The principal of mathematical induction Axiom 2.5 is in the previous chapter, and Tao does not introduce this to his set theory until Axiom 3.8 (Axiom 3.7 in my edition). He does not need this for specific large unions (e.g. those made with a million unions) but he does for arbitrarily large finite numbers of unions.

The same axiom gives him an infinite set $\mathbf N$, but does not yet imply the possibility of a infinite number of unions. Axiom 3.12 (3.11 in my edition) gives this and so arbitrarily large numbers of unions more generally.

Answer 7

Some other previous answers wrongly claim that Tao's excerpt implies that we can prove "there is a set with 2 elements". No. $\{a,b\}$ may not have 2 elements, unless you can prove $a ≠ b$. It's unclear whether Tao himself made this mistake, since his excerpt is actually a bit ambiguous.

Nevertheless, the point is that even if you can write down a property $Q$ and prove that it holds for every explicit natural number (i.e. "$0$" or of the form "$1+\cdots+1$"), it does not imply that you can prove "$∀k{∈}ℕ \ ( \ Q(k) \ )$"!

That is, it is possible that you can prove "$Q(0)$" and "$Q(1)$" and "$Q(1+1)$" and "$Q(1+1+1)$" and so on, but cannot prove "$∀k{∈}ℕ \ ( \ Q(k) \ )$"! This is not due to any defect in logical reasoning but instead is a fundamental phenomenon. Given any foundational system $F$ for mathematics, which we use for all our proofs, if $F$ can prove all the basic properties of natural numbers (i.e. that $⟨ℕ,0,1,+,·,<⟩$ forms a discrete ordered semiring), then we can in fact write down an explicit property $C$ and prove (within $F$) that $F$ proves "$C(0)$" and "$C(1)$" and "$C(1+1)$" and "$C(1+1+1)$" and so on and either $F$ proves "$0 = 1$" or $F$ cannot prove "$∀k{∈}ℕ \ ( \ C(k) \ )$"! This is a direct consequence of the Gödel-Rosser incompleteness theorem (for which you can read a relatively simple proof here).

By the way, relying on "common sense" is often foolish in mathematics; unless you can perform exceptionally clear logical thinking, your "common sense" is likely to be flawed, in which case the easiest way to avoid fallacies is by using rigorous logical reasoning and not intuition.

Answer 8

1. "Any object" does not include any object we can think of (what if it's a paradoxical object?) It includes any object we can show exists by using the axioms we have available.

2. Axiom 3.12 implies Axiom 3.5 (if we have the pairing axiom) because if we let $A = \{B, C \}$, then $\cup A = B \cup C$. Axiom 3.5 does not imply Axiom 3.12 but says that if we have two sets their union is a set; Axiom 3.12 says that if we have a set $A$, the set made by taking the union of all the elements of $A$ is a set.

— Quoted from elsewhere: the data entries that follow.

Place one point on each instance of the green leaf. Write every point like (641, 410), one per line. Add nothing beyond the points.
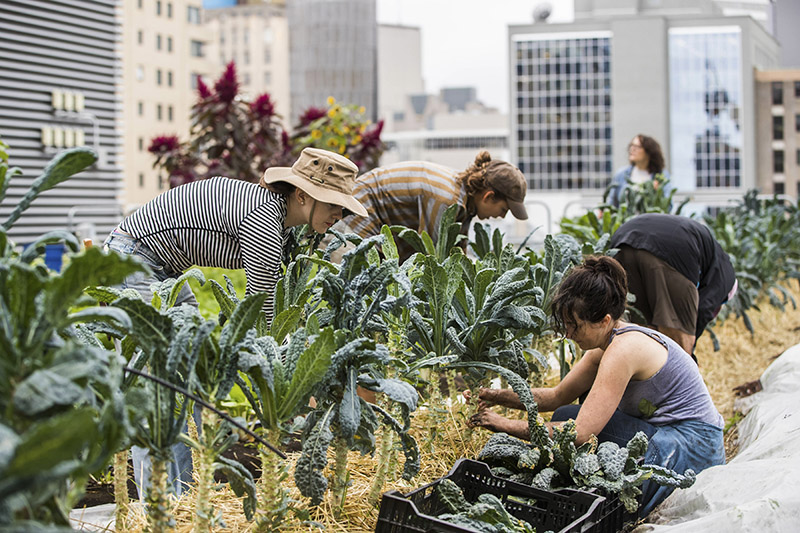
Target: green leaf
(312, 365)
(43, 390)
(59, 169)
(53, 441)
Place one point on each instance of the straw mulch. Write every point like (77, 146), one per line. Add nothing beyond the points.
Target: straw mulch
(443, 437)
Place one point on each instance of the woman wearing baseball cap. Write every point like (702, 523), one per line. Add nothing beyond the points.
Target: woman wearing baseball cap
(416, 194)
(229, 223)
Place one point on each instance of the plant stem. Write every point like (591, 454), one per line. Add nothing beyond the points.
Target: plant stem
(273, 496)
(204, 470)
(340, 476)
(121, 490)
(387, 446)
(158, 517)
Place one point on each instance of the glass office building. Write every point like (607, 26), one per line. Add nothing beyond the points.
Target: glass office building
(562, 109)
(705, 72)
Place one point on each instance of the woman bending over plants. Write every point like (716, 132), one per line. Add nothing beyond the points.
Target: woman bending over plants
(637, 380)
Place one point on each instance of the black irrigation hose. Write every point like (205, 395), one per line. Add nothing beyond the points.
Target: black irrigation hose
(205, 404)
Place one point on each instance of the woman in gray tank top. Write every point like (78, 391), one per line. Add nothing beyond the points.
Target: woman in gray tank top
(637, 380)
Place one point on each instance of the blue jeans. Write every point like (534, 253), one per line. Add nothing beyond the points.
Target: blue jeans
(688, 444)
(179, 470)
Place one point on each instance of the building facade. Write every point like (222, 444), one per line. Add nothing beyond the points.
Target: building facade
(255, 36)
(164, 52)
(682, 74)
(59, 74)
(778, 114)
(333, 52)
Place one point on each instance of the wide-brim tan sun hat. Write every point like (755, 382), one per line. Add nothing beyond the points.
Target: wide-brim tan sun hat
(324, 175)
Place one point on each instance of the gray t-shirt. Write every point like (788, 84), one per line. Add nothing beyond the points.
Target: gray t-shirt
(675, 393)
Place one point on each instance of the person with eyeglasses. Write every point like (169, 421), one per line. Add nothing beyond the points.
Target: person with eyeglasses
(645, 163)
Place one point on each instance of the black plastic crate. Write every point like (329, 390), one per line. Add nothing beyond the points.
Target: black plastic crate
(564, 511)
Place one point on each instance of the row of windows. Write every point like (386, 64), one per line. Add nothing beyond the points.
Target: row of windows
(599, 150)
(777, 126)
(593, 67)
(472, 143)
(778, 161)
(162, 76)
(559, 134)
(547, 83)
(165, 8)
(170, 115)
(566, 117)
(559, 48)
(779, 187)
(777, 92)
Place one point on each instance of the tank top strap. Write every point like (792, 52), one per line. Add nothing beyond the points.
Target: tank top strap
(655, 335)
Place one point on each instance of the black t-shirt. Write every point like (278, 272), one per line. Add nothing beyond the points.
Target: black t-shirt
(688, 247)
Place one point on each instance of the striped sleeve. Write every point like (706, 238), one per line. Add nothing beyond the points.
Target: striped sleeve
(261, 239)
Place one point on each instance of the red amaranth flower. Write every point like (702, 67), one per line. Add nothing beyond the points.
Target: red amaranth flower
(202, 89)
(163, 143)
(263, 107)
(311, 114)
(227, 86)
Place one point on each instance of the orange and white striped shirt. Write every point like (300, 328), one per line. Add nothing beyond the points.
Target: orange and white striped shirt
(414, 194)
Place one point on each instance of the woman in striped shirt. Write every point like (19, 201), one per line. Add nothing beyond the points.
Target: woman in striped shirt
(228, 223)
(416, 194)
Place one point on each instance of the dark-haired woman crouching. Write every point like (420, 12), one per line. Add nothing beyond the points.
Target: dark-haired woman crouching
(637, 379)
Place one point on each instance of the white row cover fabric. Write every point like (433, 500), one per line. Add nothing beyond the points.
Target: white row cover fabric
(759, 489)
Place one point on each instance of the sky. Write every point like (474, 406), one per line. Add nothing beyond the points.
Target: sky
(465, 42)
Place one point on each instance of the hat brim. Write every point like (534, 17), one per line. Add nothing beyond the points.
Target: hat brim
(517, 209)
(321, 194)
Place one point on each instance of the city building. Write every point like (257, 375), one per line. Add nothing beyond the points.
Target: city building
(255, 36)
(163, 54)
(399, 71)
(60, 65)
(333, 52)
(778, 129)
(678, 71)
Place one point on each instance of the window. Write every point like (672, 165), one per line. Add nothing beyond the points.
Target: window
(193, 14)
(777, 93)
(777, 128)
(196, 48)
(777, 161)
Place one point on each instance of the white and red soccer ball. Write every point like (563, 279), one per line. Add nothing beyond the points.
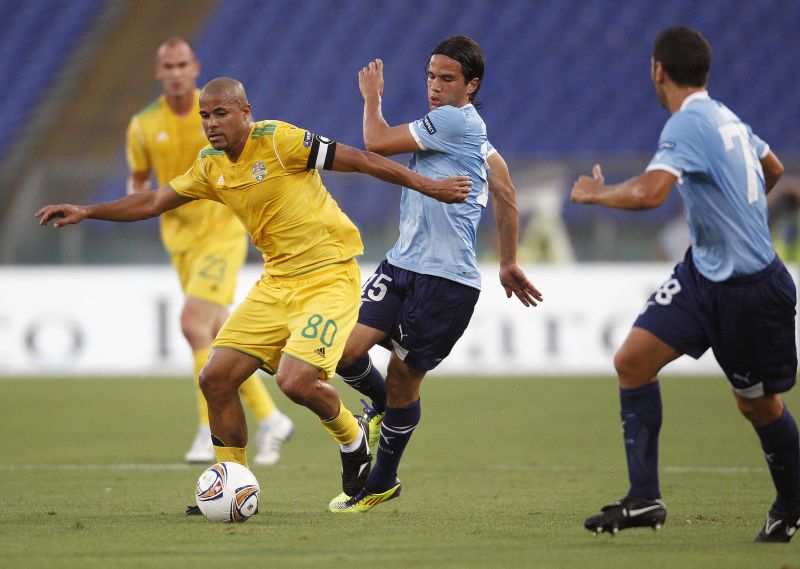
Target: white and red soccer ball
(227, 492)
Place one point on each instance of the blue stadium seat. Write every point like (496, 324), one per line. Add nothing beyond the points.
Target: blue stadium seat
(563, 79)
(38, 37)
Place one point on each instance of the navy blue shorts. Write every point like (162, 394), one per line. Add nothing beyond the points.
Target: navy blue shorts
(748, 322)
(423, 315)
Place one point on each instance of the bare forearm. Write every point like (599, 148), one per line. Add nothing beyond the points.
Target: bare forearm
(134, 207)
(631, 194)
(506, 217)
(374, 124)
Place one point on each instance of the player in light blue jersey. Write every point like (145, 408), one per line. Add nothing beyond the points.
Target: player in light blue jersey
(420, 299)
(731, 292)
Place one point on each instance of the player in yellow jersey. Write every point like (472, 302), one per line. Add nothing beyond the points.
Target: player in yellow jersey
(205, 241)
(296, 319)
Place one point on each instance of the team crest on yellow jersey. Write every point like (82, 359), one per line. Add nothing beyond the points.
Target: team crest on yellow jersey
(259, 171)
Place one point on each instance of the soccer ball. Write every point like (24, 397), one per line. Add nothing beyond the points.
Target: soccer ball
(227, 492)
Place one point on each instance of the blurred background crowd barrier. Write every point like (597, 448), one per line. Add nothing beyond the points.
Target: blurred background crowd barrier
(566, 85)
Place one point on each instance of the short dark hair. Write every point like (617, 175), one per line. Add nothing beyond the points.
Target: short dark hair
(684, 54)
(469, 54)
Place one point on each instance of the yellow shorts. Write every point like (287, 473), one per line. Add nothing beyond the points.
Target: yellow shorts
(209, 271)
(307, 317)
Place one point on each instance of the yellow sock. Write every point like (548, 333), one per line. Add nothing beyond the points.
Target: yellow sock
(200, 359)
(256, 397)
(231, 454)
(343, 427)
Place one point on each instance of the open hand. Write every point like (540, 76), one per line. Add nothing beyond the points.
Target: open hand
(370, 79)
(514, 281)
(585, 188)
(66, 214)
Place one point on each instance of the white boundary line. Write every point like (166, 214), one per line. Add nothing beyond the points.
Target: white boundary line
(155, 467)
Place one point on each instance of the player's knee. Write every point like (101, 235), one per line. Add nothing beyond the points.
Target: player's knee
(194, 334)
(349, 357)
(294, 387)
(213, 384)
(761, 411)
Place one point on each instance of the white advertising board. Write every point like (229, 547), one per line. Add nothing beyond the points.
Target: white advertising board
(125, 320)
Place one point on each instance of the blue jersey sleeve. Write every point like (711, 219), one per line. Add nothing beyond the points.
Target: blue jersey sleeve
(679, 147)
(762, 148)
(442, 130)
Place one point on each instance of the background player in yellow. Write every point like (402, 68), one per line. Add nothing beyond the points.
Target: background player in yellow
(307, 301)
(205, 241)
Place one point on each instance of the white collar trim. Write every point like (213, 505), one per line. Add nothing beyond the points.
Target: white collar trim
(697, 95)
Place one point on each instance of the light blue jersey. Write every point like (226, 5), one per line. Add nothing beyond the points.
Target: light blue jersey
(436, 238)
(716, 158)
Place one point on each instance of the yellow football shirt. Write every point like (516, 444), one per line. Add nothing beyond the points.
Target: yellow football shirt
(275, 190)
(160, 141)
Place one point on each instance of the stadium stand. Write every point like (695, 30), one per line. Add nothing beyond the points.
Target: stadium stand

Axiom 3.12 gives us that if $\{a,b,c, \ldots \}$ is a set, then $a \cup b \cup c \ldots$ is a set.

The set $A$ may be infinite, and no finite amount of applications of Axiom 3.5 can produce the repeated union of all the elements of $A$.

Meta-mathematically, we can construct sets to be arbitrarily large finite cardinalities.

If we need a set with $50$ elements, we know how to construct such a set. And we can intuit that such a process can work for any finite cardinality.

But can we prove, on the basis of the axioms, that there exists a set with arbitrary amounts of elements?

Furthermore, how do we reason about infinite sets? Does our intuition work with infinite sets? Don't we need some rigorous method for dealing with infinite sets/constructions, where our intuitions don't extend to?

Does the Axiom of Union + Axiom of Set Existence + Axiom of Pairing prove that there exist sets of arbitrary size?

Sure, we can 1-by-1 construct increasingly bigger sets.

But, can you write out a proof of the existence of a set of cardinality ${{10^{\text{google}}}^{\text{google}}}^{\text{google}}$? - Even if you could write on individual atoms, there aren't enough in the Observable Universe to produce such a proof.

For that, we need some kind of Recursion Theorem, which is the point of the additional axioms.

Also, sure, you can construct a set of some cardinality $n$, but can you construct a set of arbitrary finite cardinality?

However big you construct, you can never cover all possible sizes in a finitely long proof by taking one union pair at a time, and so you cannot prove that such an object exists.